As organizations like ALEC and Heritage attacked people’s right to challenge racist police killings and promoted a version of U.S. history that diminishes the role that racism and slavery played, one of their main funders bankrolled white nationalist hate groups. DonorsTrust, often known as “the ATM” of the conservative movement, funneled $1.5 million to the VDARE Foundation and $10,500 to the foundation behind the American Renaissance magazine in 2019, CMD first reported. The organizations are two of the most notorious white nationalist outfits in the U.S.
DonorsTrust is a donor-advised fund sponsor, meaning that it manages the individual charitable accounts of its donor clients, who “advise” DonorsTrust on which nonprofits to fund. When CMD asked DonorsTrust CEO Lawson Bader for comment, he mischaracterized his organization’s policies, claiming that his group has no control over where its donors direct their funds. However, according to DonorsTrust’s own literature, its board determines which nonprofits are eligible for donations.
The right’s racist strategy isn’t going anywhere
After Trump fans waged their Jan. 6 insurrection, some Republican members of Congress lied about antifa’s involvement and even attempted to blame the violence and deaths on BLM. Others, like Reps.
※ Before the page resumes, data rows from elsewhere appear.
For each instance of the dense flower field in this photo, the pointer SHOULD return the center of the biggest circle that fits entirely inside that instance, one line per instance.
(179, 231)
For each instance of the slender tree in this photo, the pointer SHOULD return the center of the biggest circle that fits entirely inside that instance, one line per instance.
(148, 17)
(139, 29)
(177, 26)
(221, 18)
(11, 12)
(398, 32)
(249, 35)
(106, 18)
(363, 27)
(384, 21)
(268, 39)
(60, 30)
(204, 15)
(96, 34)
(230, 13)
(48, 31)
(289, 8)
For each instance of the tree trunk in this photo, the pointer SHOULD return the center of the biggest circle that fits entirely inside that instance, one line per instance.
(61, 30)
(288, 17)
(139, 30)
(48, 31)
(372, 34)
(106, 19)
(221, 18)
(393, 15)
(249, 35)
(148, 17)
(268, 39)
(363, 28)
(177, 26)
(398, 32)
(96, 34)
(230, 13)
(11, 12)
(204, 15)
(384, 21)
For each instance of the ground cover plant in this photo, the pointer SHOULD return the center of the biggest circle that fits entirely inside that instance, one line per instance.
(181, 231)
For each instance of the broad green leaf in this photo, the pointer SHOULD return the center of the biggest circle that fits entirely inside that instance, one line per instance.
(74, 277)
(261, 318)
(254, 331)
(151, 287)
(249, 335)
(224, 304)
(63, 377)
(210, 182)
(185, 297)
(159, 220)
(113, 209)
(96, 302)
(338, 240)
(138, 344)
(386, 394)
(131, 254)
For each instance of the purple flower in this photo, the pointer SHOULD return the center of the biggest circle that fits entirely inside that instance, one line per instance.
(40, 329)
Steve Scalise of Louisiana and Lauren Boebert of Colorado, alleged that by supporting BLM, Democrats had normalized violence. Property destruction last summer was somehow justification for white nationalists, conspiracy theorists and white militias’ storming of the Capitol and plans to execute politicians. Republican members of Congress, including Matt Gaetz of Florida and Marjorie Taylor Greene, added to this false equivalence by accusing Democrats of hypocrisy for supporting the largely peaceful protests but decrying the anti-democratic invasion of their own workplace.
And since the GOP’s race-based scare tactics did not succeed at keeping its leader in the White House, the party is now doubling down on racial gerrymandering and voter suppression legislation to reduce turnout in communities of color.
The Brennan Center for Justice anticipates that the GOP will seek to further disenfranchise voters of color as they redraw congressional and state legislative districts, especially in the South, where increased political and racial diversity “pos[es] a serious new threat to the longstanding status quo of white Republican dominance.” Republican state lawmakers will control this year’s redistricting process in swing states like Florida, Georgia and Texas.
Seizing on a sea of lies from Trump and other Republicans about nonexistent voter fraud, state lawmakers have also filed more than 100 bills to make it more difficult for their constituents to vote by the end of January. If enacted, those measures will reverse 2020’s voter turnout progress and impose new, burdensome requirements on voters that disproportionately impact people of color.